Le Kenya prend des mesures pour réduire les risques d’interruption de traitement

6. NOUVELLES
5 Apr 2016
De sérieuses ruptures de stock sont survenues en 2014
Des risques de rupture de stock additionnels ont été identifiés

En réponse aux ruptures de stock de médicaments antituberculeux survenus en 2014, et à des risques additionnels identifiés pour les médicaments utilisés contre les trois maladies, le Kenya a mis en place plusieurs mesures pour réduire le risque d’interruption de traitement.

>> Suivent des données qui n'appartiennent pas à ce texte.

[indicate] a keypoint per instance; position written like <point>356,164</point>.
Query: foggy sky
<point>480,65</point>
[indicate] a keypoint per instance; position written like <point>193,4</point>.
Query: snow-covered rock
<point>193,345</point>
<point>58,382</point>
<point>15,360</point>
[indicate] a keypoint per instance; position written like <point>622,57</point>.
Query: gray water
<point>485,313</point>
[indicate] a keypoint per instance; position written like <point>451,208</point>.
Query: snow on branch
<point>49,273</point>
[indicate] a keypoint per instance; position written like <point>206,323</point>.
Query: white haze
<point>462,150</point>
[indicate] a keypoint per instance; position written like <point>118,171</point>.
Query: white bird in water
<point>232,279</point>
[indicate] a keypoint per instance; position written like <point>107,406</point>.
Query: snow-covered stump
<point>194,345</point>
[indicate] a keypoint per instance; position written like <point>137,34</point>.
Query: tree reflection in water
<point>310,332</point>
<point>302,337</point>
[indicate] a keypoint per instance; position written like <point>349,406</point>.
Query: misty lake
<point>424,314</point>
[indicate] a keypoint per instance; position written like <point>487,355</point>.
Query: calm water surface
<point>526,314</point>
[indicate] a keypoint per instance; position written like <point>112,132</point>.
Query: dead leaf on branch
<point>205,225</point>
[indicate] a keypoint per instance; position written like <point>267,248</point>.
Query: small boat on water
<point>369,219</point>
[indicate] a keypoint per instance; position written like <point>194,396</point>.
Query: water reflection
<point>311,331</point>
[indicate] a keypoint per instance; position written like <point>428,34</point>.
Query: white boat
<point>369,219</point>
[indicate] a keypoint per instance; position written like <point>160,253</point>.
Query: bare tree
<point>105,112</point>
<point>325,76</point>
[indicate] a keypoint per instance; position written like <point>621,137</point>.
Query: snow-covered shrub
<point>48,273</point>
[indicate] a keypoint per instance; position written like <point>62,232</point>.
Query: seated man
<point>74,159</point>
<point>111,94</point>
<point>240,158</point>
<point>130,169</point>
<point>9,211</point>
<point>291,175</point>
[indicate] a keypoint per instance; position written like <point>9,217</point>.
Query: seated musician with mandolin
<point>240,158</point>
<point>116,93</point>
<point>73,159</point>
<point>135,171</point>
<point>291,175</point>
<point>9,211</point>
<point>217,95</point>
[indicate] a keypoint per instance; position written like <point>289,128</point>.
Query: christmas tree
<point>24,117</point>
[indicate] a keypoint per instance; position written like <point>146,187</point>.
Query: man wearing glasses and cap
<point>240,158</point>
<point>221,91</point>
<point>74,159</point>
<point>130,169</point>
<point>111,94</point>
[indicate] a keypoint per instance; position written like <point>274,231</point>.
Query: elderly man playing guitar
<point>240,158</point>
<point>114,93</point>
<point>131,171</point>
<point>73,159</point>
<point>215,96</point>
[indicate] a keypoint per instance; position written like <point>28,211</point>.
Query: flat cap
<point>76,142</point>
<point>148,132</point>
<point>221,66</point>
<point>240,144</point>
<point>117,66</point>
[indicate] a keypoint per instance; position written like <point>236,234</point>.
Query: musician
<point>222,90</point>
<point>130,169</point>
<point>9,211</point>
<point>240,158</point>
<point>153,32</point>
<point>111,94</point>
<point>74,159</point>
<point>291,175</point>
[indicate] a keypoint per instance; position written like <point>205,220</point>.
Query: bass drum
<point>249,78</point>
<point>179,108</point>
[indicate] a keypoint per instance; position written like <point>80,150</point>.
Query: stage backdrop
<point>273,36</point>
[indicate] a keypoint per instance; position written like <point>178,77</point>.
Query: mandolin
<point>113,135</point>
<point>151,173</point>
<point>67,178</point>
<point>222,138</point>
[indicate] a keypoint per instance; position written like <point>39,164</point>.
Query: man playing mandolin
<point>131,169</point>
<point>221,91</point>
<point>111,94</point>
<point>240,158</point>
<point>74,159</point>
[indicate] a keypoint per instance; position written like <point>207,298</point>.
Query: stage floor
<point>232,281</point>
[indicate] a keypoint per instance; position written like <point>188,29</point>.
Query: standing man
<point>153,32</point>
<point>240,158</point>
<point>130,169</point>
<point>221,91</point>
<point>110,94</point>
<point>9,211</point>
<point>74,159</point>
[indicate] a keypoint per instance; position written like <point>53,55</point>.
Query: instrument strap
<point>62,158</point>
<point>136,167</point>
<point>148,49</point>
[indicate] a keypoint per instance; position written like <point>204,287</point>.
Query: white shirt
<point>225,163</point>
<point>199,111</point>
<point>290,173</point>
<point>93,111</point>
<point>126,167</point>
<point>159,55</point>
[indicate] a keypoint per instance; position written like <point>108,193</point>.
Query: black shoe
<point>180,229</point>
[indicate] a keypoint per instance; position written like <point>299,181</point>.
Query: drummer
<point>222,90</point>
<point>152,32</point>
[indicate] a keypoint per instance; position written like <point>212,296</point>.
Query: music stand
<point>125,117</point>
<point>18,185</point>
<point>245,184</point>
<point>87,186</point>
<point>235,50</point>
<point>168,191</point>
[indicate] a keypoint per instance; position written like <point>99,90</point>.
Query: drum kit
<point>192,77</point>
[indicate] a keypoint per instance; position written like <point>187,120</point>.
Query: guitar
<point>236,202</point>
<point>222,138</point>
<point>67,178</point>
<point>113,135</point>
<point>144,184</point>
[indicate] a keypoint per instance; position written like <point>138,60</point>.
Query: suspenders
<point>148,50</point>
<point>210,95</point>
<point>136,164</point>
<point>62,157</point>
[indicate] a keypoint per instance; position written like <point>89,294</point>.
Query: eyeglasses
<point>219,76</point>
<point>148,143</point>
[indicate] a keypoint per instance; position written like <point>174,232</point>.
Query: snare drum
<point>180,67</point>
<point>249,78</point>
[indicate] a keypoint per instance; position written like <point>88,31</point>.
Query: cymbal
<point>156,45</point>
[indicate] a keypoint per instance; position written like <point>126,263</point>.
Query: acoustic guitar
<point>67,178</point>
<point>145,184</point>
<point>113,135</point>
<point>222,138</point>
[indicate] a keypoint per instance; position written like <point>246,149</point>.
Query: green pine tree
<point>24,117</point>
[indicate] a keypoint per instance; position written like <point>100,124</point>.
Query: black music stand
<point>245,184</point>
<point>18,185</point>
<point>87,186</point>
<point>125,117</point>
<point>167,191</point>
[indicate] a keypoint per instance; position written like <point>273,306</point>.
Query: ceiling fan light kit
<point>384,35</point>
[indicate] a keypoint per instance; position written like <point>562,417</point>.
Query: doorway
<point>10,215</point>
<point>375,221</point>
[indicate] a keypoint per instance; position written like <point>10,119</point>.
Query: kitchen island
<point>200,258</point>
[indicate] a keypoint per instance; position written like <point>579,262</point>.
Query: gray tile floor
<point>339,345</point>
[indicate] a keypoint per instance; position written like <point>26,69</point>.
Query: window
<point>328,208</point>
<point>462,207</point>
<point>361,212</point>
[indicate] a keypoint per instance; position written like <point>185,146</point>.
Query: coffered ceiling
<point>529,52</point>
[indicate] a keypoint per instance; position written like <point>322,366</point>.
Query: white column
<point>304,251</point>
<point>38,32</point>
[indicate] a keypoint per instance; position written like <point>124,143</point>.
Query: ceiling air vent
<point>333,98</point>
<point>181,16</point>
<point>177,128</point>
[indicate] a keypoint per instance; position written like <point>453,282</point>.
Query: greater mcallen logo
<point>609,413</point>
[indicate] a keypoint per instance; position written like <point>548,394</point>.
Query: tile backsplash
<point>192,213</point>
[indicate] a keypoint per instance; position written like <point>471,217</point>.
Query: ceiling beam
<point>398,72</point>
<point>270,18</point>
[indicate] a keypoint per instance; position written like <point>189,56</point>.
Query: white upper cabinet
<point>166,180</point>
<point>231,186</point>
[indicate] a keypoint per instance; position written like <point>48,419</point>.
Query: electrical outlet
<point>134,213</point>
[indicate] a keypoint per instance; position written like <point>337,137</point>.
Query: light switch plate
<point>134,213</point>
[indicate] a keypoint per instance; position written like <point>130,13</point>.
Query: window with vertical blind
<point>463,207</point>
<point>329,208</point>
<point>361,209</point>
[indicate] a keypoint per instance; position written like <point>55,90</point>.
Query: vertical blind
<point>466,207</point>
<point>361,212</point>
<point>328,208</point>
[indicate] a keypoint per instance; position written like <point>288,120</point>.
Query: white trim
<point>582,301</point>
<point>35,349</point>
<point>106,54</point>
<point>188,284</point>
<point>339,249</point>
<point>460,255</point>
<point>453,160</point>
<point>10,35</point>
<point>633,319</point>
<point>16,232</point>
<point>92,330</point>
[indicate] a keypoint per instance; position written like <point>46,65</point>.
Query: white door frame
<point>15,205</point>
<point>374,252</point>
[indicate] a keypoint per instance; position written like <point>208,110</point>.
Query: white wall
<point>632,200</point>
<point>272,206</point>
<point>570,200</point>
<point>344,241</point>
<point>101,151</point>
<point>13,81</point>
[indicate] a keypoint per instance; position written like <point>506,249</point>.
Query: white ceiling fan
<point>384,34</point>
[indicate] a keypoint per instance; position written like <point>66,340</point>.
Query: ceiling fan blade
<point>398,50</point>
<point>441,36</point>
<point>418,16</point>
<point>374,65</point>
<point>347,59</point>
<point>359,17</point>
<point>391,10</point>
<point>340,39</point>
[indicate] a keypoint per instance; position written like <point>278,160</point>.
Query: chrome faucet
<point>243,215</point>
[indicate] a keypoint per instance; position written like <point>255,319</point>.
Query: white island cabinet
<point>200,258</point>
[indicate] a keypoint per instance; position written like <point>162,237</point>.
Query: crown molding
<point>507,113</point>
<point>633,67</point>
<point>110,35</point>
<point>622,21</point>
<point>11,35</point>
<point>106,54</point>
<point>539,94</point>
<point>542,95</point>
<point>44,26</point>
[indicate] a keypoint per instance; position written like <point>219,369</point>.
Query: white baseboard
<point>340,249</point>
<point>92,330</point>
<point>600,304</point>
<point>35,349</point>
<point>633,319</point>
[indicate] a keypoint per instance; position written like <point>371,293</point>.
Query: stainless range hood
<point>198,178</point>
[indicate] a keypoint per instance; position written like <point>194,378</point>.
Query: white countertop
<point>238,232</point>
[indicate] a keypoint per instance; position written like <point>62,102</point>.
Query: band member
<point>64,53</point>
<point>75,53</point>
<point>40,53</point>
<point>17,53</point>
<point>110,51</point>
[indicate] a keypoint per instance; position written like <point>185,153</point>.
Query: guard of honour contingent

Début 2014, le Kenya a connu des ruptures de stock sévères en matière de médicaments antituberculeux, notamment en ce qui concerne la streptomoycine et les médicaments pédiatriques car les comtés ont échoué à acheter des médicaments. Le problème est survenu au moment où le gouvernement central décentralisait ses pouvoirs aux 47 comtés du pays, dont les services de santé, après l’adoption d’une nouvelle constitution en 2010. Les comtés ont la responsabilité de planifier et d’établir un budget pour leurs services de santé. Dans un rapport d’audit publié en juillet 2015, le Bureau de l’Inspecteur général a affirmé que le gouvernement central allouait de l’argent aux comtés sans leur donner de directives ni inclure un renforcement des capacités dans les achats et les prévisions de médicaments (voir article de l’OFM).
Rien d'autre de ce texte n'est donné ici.